WIEN. Mobbing in der Klasse oder in Sozialen Medien, Gewalt unter Schülern und gegen Lehrer: Wenn es um den Tatort Schule geht, gibt es in Österreich und Deutschland derzeit wenige Zahlen zu Vorfällen. Das Bundeskriminalamt im Nachbarland will daher in einigen Wochen eine Statistik vorlegen. Denn in Niedersachsen etwa ist die Anzahl minderjähriger Tatverdächtiger um vier Prozent gestiegen, die Zahl tatverdächtiger Kinder um 21 Prozent.
Dünner ist die Datenlage in Österreich. Eine eigene Statistik, wie viel in den Bildungseinrichtungen passiert, fehlt.

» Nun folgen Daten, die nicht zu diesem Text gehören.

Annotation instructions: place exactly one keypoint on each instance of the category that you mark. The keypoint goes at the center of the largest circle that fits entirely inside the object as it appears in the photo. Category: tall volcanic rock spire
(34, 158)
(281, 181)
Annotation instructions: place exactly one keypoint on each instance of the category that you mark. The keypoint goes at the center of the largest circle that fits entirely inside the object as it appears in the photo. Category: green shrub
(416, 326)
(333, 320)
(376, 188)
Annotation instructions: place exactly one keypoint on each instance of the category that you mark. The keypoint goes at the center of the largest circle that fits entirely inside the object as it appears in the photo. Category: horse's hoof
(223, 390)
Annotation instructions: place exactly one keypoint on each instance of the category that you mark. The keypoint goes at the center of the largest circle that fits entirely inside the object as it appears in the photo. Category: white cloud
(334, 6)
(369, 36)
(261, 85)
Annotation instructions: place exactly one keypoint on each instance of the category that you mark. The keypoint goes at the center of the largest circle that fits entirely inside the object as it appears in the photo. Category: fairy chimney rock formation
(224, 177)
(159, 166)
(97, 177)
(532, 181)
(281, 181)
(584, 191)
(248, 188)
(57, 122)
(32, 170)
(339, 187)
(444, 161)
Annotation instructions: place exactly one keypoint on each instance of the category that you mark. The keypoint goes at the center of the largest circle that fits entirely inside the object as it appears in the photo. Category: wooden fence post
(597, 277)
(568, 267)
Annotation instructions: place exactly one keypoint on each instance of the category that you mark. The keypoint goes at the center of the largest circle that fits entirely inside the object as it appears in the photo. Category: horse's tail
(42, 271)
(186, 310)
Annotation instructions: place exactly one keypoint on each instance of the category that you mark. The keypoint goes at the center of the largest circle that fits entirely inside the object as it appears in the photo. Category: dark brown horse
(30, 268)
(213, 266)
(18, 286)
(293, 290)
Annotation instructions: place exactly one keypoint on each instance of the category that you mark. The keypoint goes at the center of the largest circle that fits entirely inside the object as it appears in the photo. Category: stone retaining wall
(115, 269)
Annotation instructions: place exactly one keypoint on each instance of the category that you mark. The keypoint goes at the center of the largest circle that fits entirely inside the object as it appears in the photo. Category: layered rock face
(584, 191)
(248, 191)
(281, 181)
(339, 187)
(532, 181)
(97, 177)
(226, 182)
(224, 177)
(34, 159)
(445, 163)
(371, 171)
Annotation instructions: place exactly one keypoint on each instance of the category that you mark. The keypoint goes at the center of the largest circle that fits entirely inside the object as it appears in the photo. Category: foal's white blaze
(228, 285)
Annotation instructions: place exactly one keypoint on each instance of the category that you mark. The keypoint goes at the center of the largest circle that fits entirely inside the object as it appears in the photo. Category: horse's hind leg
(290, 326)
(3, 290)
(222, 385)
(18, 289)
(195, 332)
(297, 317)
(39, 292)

Das Bundeskriminalamt (BK) teilte auf SN-Anfrage mit, dass es im vergangenen Jahr 803 Anzeigen wegen Körperverletzung gab, 32 wegen schwerer Körperverletzung und 202 Anzeigen wegen gefährlicher Drohung. BK-Sprecherin Silvia Kahn relativierte die Zahlen allerdings: „Als Bildungseinrichtung definieren wir nicht nur Schulen, sondern etwa auch Unis. Aus datenschutzrechtlichen Gründen erfassen wir nicht, ob die Beschuldigten Schüler oder Lehrer sind, wir registrieren nur Alter und Geschlecht.“
„Die Schule ist kein heiliger Ort“, sagt Karl Mahrer (ÖVP), Sicherheitssprecher im Parlament. Er vermisst konkrete Zahlen über Gewalt an Schulen und hat eine Anfrage an Innenminister Herbert Kickl (FPÖ) gerichtet. Dieser hat bis 22. Mai für die Beantwortung Zeit. Mahrer kritisiert: „Immer wieder gehen Lehrer mit Vorfällen aus ihren Schulen an die Öffentlichkeit, doch viele Direktoren erstatten aus Sorge um die Reputation keine Anzeige.“
Straftaten melden – dazu will Pflichtschullehrergewerkschaftschef Paul Kimberger (FCG) motivieren. Wenn er auf die vergangenen fünf Jahre zurückblickt, nimmt er einen Anstieg der Gewalt wahr, sowohl zwischen Schülern als auch von Schülern gegenüber Lehrern. In Oberösterreich musste eine Lehrerin kürzlich ins Krankenhaus, weil ein Schüler sie in den Bauch geschlagen hatte. In Wien brach ein Schüler seiner Lehrerin in einem Wutanfall die Finger – er knallte den Flügel einer Tafel zu, als die Frau ihre Hand noch darin hatte. Wie viele Straftaten es gebe, könne Kimberger nur vermuten. „Unsere inoffiziellen Zahlen aus der Gewerkschaft liegen im unteren dreistelligen Bereich. Ich glaube, dass die Dunkelziffer wohl massiv ist.“
Ein wenig Aufschluss über das, was in den heimischen Klassenzimmern tatsächlich passiert, liefert die HBSC-Studie (Health Behaviour in School-aged Children) der Weltgesundheitsorganisation WHO. Diese erscheint alle vier Jahre. In jener aus 2014 steht, dass rund 30 Prozent der Schüler in Österreich schon einmal an einer Rauferei beteiligt waren. Die meisten handfesten Auseinandersetzungen liefern sich die Elf- bis 13-Jährigen. Knapp mehr als ein Drittel der Befragten war zumindest einmal an Bullying – also Drangsalieren und Schikanieren – beteiligt.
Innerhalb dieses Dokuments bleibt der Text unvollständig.